Aktion der Stadt Homburg : Mit spitzem Humor gegen Falschparker

Seit etwa einer Woche werden in Homburg humorvoll-sarkastische Zeichnungen verteilt, wenn Behindertenparkplätze blockiert werden. Damit will man sensibilisieren, sagt die Stadt, die diese Zettel allerdings nur an Verteiler weitergibt.

Manche sehen es sportlich: So lange mich niemand erwischt, kann ich mein Auto ja ruhig da an der Straße abstellen, auch wenn das eigentlich nicht erlaubt ist. Und falls doch, „dann zahl ich eben“. Dabei ist Falschparken kein Kavaliersdelikt. Wenn Straßen dadurch zu eng werden, etwa für Feuerwehr oder Rettungswagen, kann es weitreichende Folgen haben. Und wenn Kreuzungen durch Parker nicht mehr zu überblicken sind, wird es auch etwa für Fußgänger gefährlich. Ebenso für Radfahrer, wenn Pkw Radwege blockieren.

Immer wieder werden auch ausgewiesene Behindertenparkplätze von Nichtberechtigten, oft ohne Nachdenken, blockiert. Darauf weist die Stadt Homburg hin. Ausreden gebe es viele: Es wird ja nicht gerade jetzt jemand kommen, der hier parken will. Oder auch eine beliebte Entschuldigung: Ich bin ja gleich wieder weg. Dabei drohen gerade fürs Parken auf Behindertenplätzen Bußgelder oder sogar Abschleppkosten. Doch wenn der innere Autopilot signalisiert „freier Parkplatz“, werden Strafen gerne verdrängt.

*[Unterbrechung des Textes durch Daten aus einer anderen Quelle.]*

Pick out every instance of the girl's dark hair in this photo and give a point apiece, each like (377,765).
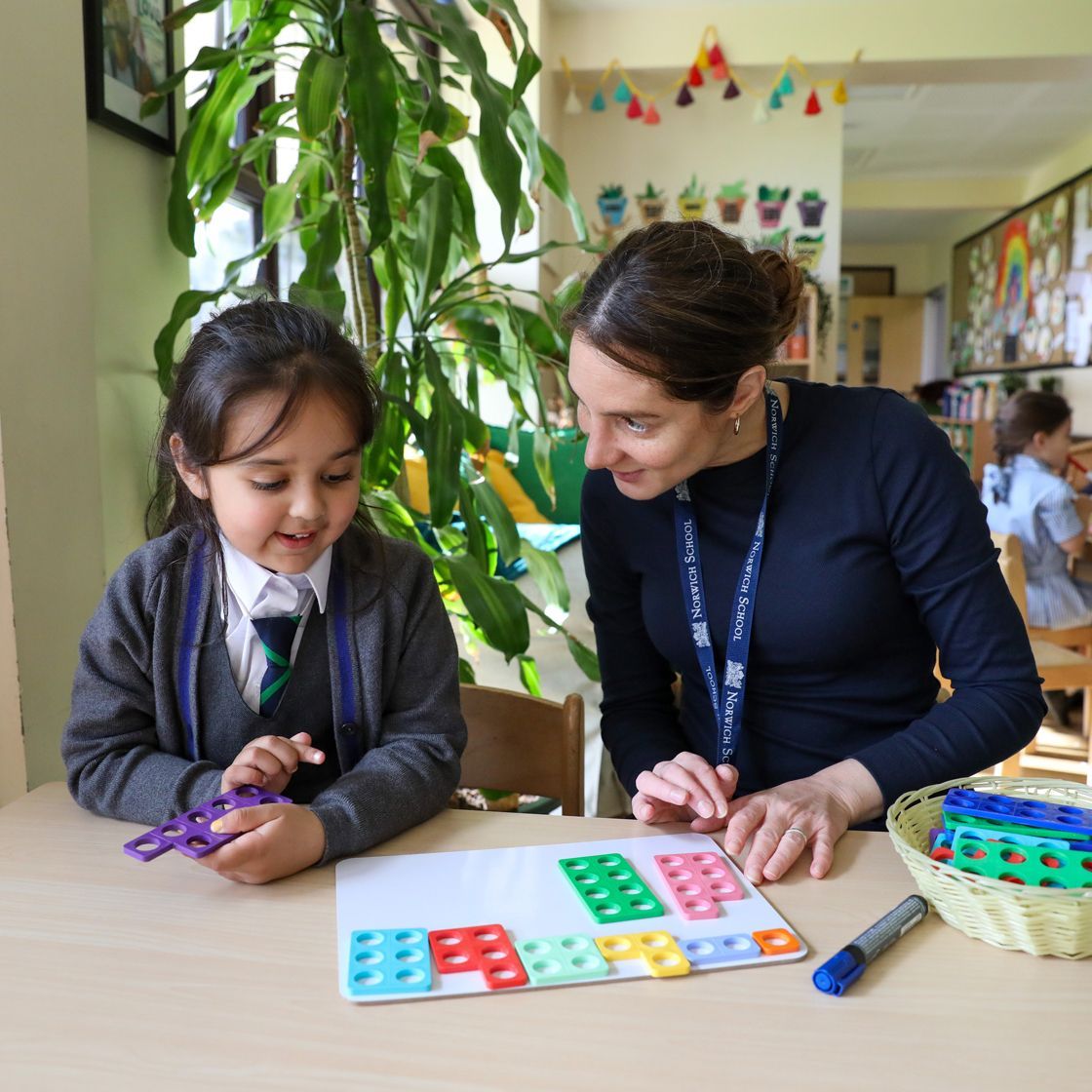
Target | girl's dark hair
(1022,416)
(260,347)
(689,306)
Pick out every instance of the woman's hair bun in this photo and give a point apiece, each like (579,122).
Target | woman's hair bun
(786,279)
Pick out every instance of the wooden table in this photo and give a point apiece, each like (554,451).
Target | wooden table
(120,975)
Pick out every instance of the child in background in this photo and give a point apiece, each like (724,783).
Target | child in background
(269,636)
(1026,494)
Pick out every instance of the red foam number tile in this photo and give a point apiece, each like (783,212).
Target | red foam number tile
(484,948)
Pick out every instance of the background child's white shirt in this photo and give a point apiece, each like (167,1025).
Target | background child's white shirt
(254,592)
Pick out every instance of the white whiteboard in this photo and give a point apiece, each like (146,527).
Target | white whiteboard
(526,891)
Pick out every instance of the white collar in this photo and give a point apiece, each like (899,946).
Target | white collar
(253,584)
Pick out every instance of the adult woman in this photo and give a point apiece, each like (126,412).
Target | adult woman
(816,573)
(1026,494)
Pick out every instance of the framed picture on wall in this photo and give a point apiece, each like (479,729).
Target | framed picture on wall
(127,54)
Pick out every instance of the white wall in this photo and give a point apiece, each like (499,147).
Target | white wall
(47,379)
(718,139)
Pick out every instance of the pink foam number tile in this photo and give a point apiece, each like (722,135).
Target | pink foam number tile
(190,835)
(698,882)
(484,948)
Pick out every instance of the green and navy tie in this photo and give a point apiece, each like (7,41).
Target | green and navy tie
(276,636)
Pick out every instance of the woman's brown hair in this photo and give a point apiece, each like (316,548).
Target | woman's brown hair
(1022,416)
(689,306)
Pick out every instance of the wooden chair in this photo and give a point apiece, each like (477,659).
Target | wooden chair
(525,744)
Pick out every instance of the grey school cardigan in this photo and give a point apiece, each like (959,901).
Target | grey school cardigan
(134,743)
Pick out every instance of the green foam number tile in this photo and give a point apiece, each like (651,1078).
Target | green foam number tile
(553,960)
(1032,866)
(954,819)
(610,889)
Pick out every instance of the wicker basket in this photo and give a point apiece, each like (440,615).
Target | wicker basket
(1040,920)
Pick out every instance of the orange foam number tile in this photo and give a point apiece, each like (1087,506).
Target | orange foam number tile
(776,942)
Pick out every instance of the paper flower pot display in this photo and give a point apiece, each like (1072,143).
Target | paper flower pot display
(730,201)
(651,203)
(692,200)
(770,205)
(611,202)
(775,240)
(810,208)
(808,249)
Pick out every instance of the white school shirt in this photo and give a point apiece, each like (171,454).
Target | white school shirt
(254,592)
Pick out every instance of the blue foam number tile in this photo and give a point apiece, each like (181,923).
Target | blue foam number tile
(1017,810)
(389,961)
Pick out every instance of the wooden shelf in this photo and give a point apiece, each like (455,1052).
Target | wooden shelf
(973,442)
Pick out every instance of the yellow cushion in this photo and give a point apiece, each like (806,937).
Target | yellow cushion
(500,478)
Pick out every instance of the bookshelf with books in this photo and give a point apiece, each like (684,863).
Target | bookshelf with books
(972,440)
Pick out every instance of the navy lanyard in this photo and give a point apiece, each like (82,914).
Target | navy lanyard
(727,703)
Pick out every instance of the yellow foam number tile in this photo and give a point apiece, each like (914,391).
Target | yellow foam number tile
(662,956)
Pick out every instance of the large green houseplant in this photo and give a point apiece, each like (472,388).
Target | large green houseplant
(378,192)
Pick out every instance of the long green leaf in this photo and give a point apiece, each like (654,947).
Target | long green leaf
(433,243)
(178,19)
(500,519)
(444,446)
(500,163)
(180,220)
(187,305)
(318,89)
(545,570)
(540,451)
(528,676)
(372,99)
(494,605)
(585,660)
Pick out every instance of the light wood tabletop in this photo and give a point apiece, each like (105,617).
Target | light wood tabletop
(121,975)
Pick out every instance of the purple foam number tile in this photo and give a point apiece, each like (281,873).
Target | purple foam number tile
(191,833)
(146,847)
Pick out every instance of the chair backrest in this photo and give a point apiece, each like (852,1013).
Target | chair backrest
(1012,570)
(525,744)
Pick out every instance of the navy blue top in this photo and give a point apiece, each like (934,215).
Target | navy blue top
(876,554)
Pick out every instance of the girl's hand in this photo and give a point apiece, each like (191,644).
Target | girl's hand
(684,790)
(276,839)
(270,761)
(815,811)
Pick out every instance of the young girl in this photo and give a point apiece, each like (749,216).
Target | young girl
(1026,494)
(269,636)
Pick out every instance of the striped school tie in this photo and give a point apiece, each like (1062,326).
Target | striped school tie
(276,636)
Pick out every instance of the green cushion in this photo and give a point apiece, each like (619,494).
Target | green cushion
(566,461)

Was also tun? Verschiedene Sozialverbände haben überlegt, wie diese Falschparker für die Parkplatzproblematik behinderter Menschen sensibilisiert werden können - nicht mit erhobenem Zeigefinger, sondern mal auf ganz andere Art und Weise, nämlich mit Humor. „Das unterstützen wir auch in Homburg“, sagte Christine Caster, die kommunale Behindertenbeauftragte. Die Idee wurde aufgegriffen und mit einer Homburger Variante umgesetzt. Einen Verbündeten fand Caster nämlich in Peter Hilzensauer, Homburger Arzt und Maler. Ohne Honorar zeichnete er eine etwas sarkastische Comicfigur mit ebensolcher Formulierung: „Lieber Falschparker! Sobald Sie meine Behinderung übernommen haben, stelle ich Ihnen meinen Parkplatz kostenlos zur Verfügung!“ Überzeichnen, überspitzen sei eben auch beim Humor ein Mittel, um wahrgenommen zu werden, hieß es weiter von der Stadt.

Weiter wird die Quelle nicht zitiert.